Objective: This study determined whether CGG repeat length moderates the relationship between age and performance on selective measures of executive function in premutation carriers (PM) who are asymptomatic for a recently described late-onset neurodegenerative disorder, fragile X–associated tremor/ataxia syndrome (FXTAS).
Methods: Forty PM men aged 18–69 years with a family history of fragile X syndrome underwent neuropsychological tests of inhibition and working memory. We examined only men who are asymptomatic for FXTAS. Multiple regression analyses were conducted to examine the moderating role of CGG repeat length on the relation between age and performance on inhibition and working memory tasks.
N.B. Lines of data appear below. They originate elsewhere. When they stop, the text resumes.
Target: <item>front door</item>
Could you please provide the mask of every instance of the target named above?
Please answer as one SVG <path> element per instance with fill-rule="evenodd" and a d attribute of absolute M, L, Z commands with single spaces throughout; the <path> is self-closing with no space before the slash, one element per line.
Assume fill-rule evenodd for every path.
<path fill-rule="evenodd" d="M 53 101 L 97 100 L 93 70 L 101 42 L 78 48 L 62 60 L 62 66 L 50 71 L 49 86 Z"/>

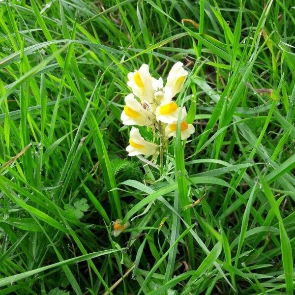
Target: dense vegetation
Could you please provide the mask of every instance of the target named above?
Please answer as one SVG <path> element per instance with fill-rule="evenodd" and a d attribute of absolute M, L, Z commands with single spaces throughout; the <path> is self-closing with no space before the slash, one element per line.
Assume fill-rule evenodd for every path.
<path fill-rule="evenodd" d="M 0 0 L 0 295 L 292 294 L 294 6 Z M 161 169 L 120 116 L 179 60 L 196 131 Z"/>

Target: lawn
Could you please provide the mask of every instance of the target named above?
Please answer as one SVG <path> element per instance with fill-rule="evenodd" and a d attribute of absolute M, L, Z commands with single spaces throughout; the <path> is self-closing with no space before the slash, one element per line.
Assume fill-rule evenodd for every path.
<path fill-rule="evenodd" d="M 0 295 L 293 294 L 295 104 L 292 0 L 0 0 Z"/>

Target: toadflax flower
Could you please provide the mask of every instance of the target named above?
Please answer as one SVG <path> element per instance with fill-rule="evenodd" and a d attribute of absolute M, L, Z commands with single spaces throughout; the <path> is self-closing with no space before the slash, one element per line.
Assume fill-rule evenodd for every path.
<path fill-rule="evenodd" d="M 167 125 L 165 128 L 165 133 L 168 138 L 173 136 L 176 137 L 177 122 Z M 181 140 L 189 137 L 195 132 L 195 127 L 192 124 L 188 124 L 185 121 L 180 123 L 180 137 Z"/>
<path fill-rule="evenodd" d="M 113 221 L 113 226 L 114 231 L 111 233 L 114 236 L 118 236 L 124 230 L 127 229 L 130 225 L 130 224 L 127 221 L 124 224 L 122 224 L 121 219 L 117 219 L 116 221 Z"/>
<path fill-rule="evenodd" d="M 174 101 L 170 102 L 162 102 L 156 109 L 156 117 L 158 121 L 163 123 L 172 124 L 177 121 L 178 114 L 181 112 L 181 120 L 184 119 L 186 117 L 185 108 L 178 108 L 177 103 Z"/>
<path fill-rule="evenodd" d="M 132 93 L 125 97 L 125 103 L 126 105 L 121 114 L 124 125 L 150 126 L 155 122 L 155 115 L 146 110 Z"/>
<path fill-rule="evenodd" d="M 137 71 L 128 73 L 127 85 L 132 89 L 133 94 L 139 97 L 142 102 L 152 104 L 155 90 L 152 85 L 148 65 L 143 64 Z"/>
<path fill-rule="evenodd" d="M 177 93 L 180 92 L 188 75 L 182 67 L 183 64 L 177 61 L 172 68 L 168 74 L 167 83 L 164 88 L 164 99 L 171 100 Z"/>
<path fill-rule="evenodd" d="M 130 133 L 129 145 L 126 148 L 128 156 L 136 156 L 143 154 L 150 156 L 154 154 L 158 149 L 158 146 L 144 139 L 138 128 L 132 127 Z"/>
<path fill-rule="evenodd" d="M 167 139 L 176 136 L 179 116 L 181 139 L 188 138 L 194 133 L 194 127 L 185 121 L 185 107 L 179 107 L 172 100 L 181 91 L 188 75 L 183 65 L 178 61 L 172 67 L 165 87 L 162 78 L 156 79 L 150 75 L 147 64 L 144 64 L 138 70 L 128 74 L 127 84 L 132 93 L 125 98 L 126 104 L 121 114 L 123 124 L 150 127 L 149 130 L 154 132 L 154 141 L 159 140 L 160 144 L 158 146 L 147 141 L 142 137 L 138 129 L 132 127 L 129 145 L 126 148 L 129 156 L 150 156 L 159 151 L 162 166 Z M 157 137 L 155 136 L 156 132 Z"/>

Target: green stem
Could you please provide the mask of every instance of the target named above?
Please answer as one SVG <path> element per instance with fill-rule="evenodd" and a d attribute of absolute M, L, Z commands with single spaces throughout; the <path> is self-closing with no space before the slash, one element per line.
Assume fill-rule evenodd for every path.
<path fill-rule="evenodd" d="M 159 121 L 158 122 L 158 128 L 160 133 L 160 167 L 161 171 L 163 171 L 164 166 L 164 151 L 165 149 L 165 135 L 163 134 L 163 128 L 162 123 Z"/>

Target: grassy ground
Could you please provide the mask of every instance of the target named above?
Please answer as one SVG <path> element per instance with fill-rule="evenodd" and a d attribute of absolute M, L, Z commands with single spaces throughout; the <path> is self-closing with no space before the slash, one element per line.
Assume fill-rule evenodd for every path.
<path fill-rule="evenodd" d="M 0 0 L 0 295 L 293 294 L 293 6 Z M 160 171 L 120 115 L 178 60 L 196 132 Z"/>

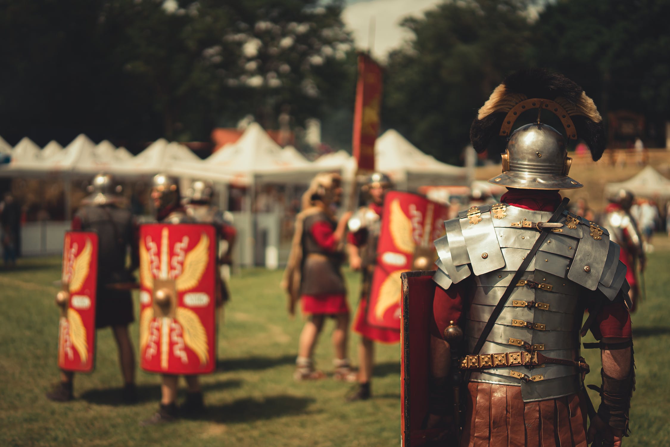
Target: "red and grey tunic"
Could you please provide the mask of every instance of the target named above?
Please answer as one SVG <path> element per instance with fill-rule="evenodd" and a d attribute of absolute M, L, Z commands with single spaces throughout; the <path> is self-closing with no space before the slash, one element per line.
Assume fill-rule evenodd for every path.
<path fill-rule="evenodd" d="M 372 210 L 381 218 L 383 208 L 381 205 L 371 203 L 368 208 Z M 380 220 L 376 222 L 376 227 L 379 227 Z M 400 331 L 371 326 L 368 323 L 366 315 L 368 310 L 368 297 L 372 287 L 373 273 L 377 263 L 377 242 L 379 237 L 379 228 L 371 229 L 369 227 L 361 228 L 355 233 L 350 233 L 347 237 L 347 242 L 358 247 L 361 257 L 360 269 L 362 271 L 362 278 L 360 284 L 360 300 L 358 301 L 358 308 L 356 312 L 356 319 L 354 322 L 354 330 L 366 338 L 382 343 L 397 343 L 400 341 Z"/>
<path fill-rule="evenodd" d="M 610 203 L 605 208 L 604 226 L 610 232 L 610 240 L 621 247 L 619 259 L 626 264 L 626 279 L 630 287 L 637 287 L 635 267 L 638 258 L 643 254 L 642 237 L 635 220 L 620 205 Z"/>
<path fill-rule="evenodd" d="M 115 206 L 84 206 L 72 218 L 74 231 L 98 234 L 98 288 L 95 326 L 96 328 L 126 326 L 133 322 L 133 300 L 129 290 L 110 289 L 107 285 L 134 282 L 131 270 L 139 264 L 138 234 L 133 215 Z M 131 248 L 132 265 L 126 267 L 126 253 Z"/>
<path fill-rule="evenodd" d="M 308 315 L 347 314 L 346 288 L 342 274 L 342 253 L 337 251 L 336 224 L 324 212 L 303 224 L 300 301 Z"/>
<path fill-rule="evenodd" d="M 508 205 L 507 217 L 504 218 L 510 218 L 521 215 L 523 214 L 521 210 L 528 210 L 529 213 L 537 211 L 553 211 L 560 202 L 560 196 L 557 192 L 553 192 L 513 190 L 503 196 L 502 200 Z M 503 224 L 507 225 L 505 220 L 501 220 L 496 222 L 496 226 L 494 227 L 499 233 L 496 235 L 498 237 L 514 236 L 517 233 L 519 235 L 524 234 L 527 237 L 529 235 L 532 235 L 531 233 L 523 233 L 520 232 L 521 231 L 516 230 L 513 226 L 505 227 Z M 579 231 L 580 229 L 578 227 L 576 231 Z M 566 233 L 568 235 L 570 234 L 567 227 L 564 228 L 563 233 L 558 234 Z M 588 233 L 586 233 L 584 237 L 590 237 L 588 235 Z M 549 240 L 553 241 L 555 245 L 560 239 L 556 235 L 554 239 Z M 588 241 L 589 239 L 585 239 L 582 242 L 586 244 L 588 243 Z M 450 255 L 454 257 L 462 254 L 458 252 L 456 242 L 458 241 L 454 239 L 453 247 L 450 246 Z M 594 243 L 598 242 L 600 241 L 594 241 Z M 561 261 L 569 262 L 567 256 L 570 255 L 571 250 L 576 247 L 577 246 L 574 245 L 566 246 L 567 251 L 565 252 L 565 259 L 555 257 L 555 263 L 560 263 Z M 505 254 L 508 254 L 509 249 L 505 249 L 507 251 L 504 252 Z M 551 292 L 534 292 L 537 301 L 550 303 L 546 305 L 547 310 L 543 311 L 541 308 L 537 308 L 533 312 L 525 310 L 525 308 L 506 306 L 501 316 L 496 320 L 494 329 L 487 337 L 487 342 L 480 353 L 519 350 L 518 347 L 511 345 L 513 340 L 516 340 L 512 337 L 516 337 L 525 341 L 531 340 L 529 341 L 529 343 L 536 343 L 537 340 L 545 343 L 533 346 L 540 346 L 537 348 L 544 350 L 541 352 L 547 357 L 569 358 L 576 361 L 579 357 L 578 339 L 582 320 L 580 312 L 581 309 L 584 308 L 595 312 L 597 315 L 590 327 L 596 339 L 606 342 L 608 338 L 631 336 L 630 318 L 622 298 L 624 294 L 622 292 L 624 289 L 619 290 L 616 286 L 614 287 L 616 289 L 614 290 L 616 294 L 616 298 L 606 296 L 610 294 L 610 290 L 602 287 L 595 290 L 583 289 L 582 292 L 584 293 L 575 296 L 567 292 L 561 293 L 563 286 L 574 287 L 573 283 L 567 278 L 561 278 L 561 281 L 556 281 L 559 277 L 560 272 L 557 271 L 552 275 L 544 271 L 543 270 L 551 267 L 548 261 L 546 265 L 545 264 L 544 258 L 546 257 L 546 259 L 549 259 L 552 253 L 547 251 L 540 253 L 543 255 L 538 256 L 536 259 L 541 257 L 543 262 L 539 263 L 539 265 L 535 267 L 534 272 L 535 277 L 542 276 L 544 277 L 540 277 L 541 280 L 546 279 L 547 283 L 552 281 L 555 283 Z M 490 258 L 490 253 L 488 255 L 486 259 Z M 575 256 L 577 257 L 579 255 L 578 253 Z M 450 258 L 446 260 L 456 265 L 458 261 L 452 261 L 452 258 Z M 506 261 L 511 260 L 511 257 L 509 259 L 506 259 Z M 574 262 L 577 261 L 574 261 Z M 616 265 L 616 263 L 614 265 Z M 454 273 L 453 276 L 456 278 L 460 271 L 456 271 L 452 265 L 448 267 L 448 269 Z M 542 269 L 543 271 L 539 269 Z M 563 267 L 563 269 L 565 270 L 565 267 Z M 500 271 L 494 271 L 493 273 L 484 273 L 476 277 L 469 275 L 458 282 L 444 281 L 443 283 L 446 288 L 436 288 L 433 300 L 433 320 L 431 323 L 433 336 L 442 338 L 445 328 L 450 325 L 450 322 L 458 321 L 462 327 L 465 328 L 466 344 L 471 347 L 476 340 L 477 334 L 480 333 L 474 329 L 478 328 L 480 331 L 480 328 L 484 323 L 479 322 L 485 322 L 487 319 L 486 312 L 483 312 L 482 309 L 486 310 L 488 306 L 482 305 L 482 303 L 488 299 L 490 292 L 496 289 L 495 287 L 490 286 L 484 290 L 482 285 L 488 286 L 496 281 L 501 281 L 504 279 L 503 275 L 509 273 L 504 270 L 505 268 Z M 618 269 L 618 273 L 620 269 Z M 529 271 L 527 275 L 533 273 Z M 598 276 L 596 277 L 596 280 L 600 277 L 600 272 L 597 273 Z M 540 275 L 538 275 L 537 273 Z M 622 273 L 621 271 L 618 277 L 622 276 Z M 565 273 L 563 274 L 563 276 L 565 275 Z M 623 281 L 623 278 L 620 279 Z M 440 281 L 438 282 L 438 284 L 440 283 Z M 531 292 L 523 286 L 519 287 L 518 289 L 515 293 L 519 296 L 521 296 L 519 294 L 525 294 L 529 296 L 531 294 Z M 555 299 L 557 298 L 559 299 L 557 300 Z M 486 303 L 492 306 L 495 302 L 496 300 L 493 300 Z M 565 305 L 570 302 L 576 304 L 573 306 L 574 309 L 565 307 Z M 543 302 L 540 304 L 544 304 Z M 527 314 L 525 316 L 527 321 L 532 323 L 543 321 L 546 325 L 540 324 L 536 327 L 533 324 L 530 328 L 529 328 L 530 326 L 519 328 L 518 320 L 509 321 L 505 320 L 505 318 L 516 315 L 516 313 L 519 312 Z M 532 315 L 533 313 L 534 316 Z M 574 321 L 572 316 L 574 316 Z M 561 318 L 567 322 L 561 323 Z M 561 336 L 561 334 L 565 335 Z M 509 346 L 508 346 L 508 336 L 510 337 Z M 559 346 L 561 344 L 565 346 Z M 504 368 L 501 367 L 497 370 L 482 369 L 480 371 L 474 370 L 470 376 L 470 382 L 468 384 L 468 393 L 464 397 L 466 403 L 466 411 L 461 447 L 480 445 L 545 446 L 568 445 L 586 447 L 586 404 L 582 397 L 579 386 L 577 385 L 579 382 L 580 371 L 574 368 L 574 371 L 563 373 L 560 370 L 567 367 L 556 367 L 551 365 L 543 367 L 541 369 L 533 370 L 534 372 L 531 373 L 539 375 L 537 378 L 539 381 L 533 381 L 535 380 L 533 379 L 528 383 L 522 382 L 521 380 L 515 381 L 514 377 L 516 376 L 510 372 L 511 371 L 513 373 L 524 373 L 523 367 L 508 365 Z M 521 374 L 521 375 L 524 375 Z M 576 381 L 574 387 L 571 387 L 572 385 L 569 383 L 571 377 Z M 521 386 L 519 382 L 521 382 Z M 541 387 L 544 388 L 541 389 Z"/>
Results: With increasing age and only in men with an FMR1 expansion in the upper premutation range (>100 CGG repeats) was there an association between age and poorer task performance on selective executive function measures involving inhibition (p < 0.05) and executive working memory (p < 0.01). Men in the lower premutation range (<100 CGG repeats) were relatively risk-free from any cognitive aging effects associated with CGG repeat expansions.
Conclusions: We conclude that neural networks in the prefrontal cortex may be highly susceptible to age-related neurotoxic effects in the upper size range of the FMR1 premutation. Future longitudinal studies will be needed to determine whether specific executive markers may serve to distinguish those at greatest risk for severe cognitive decline or dementia associated with FXTAS.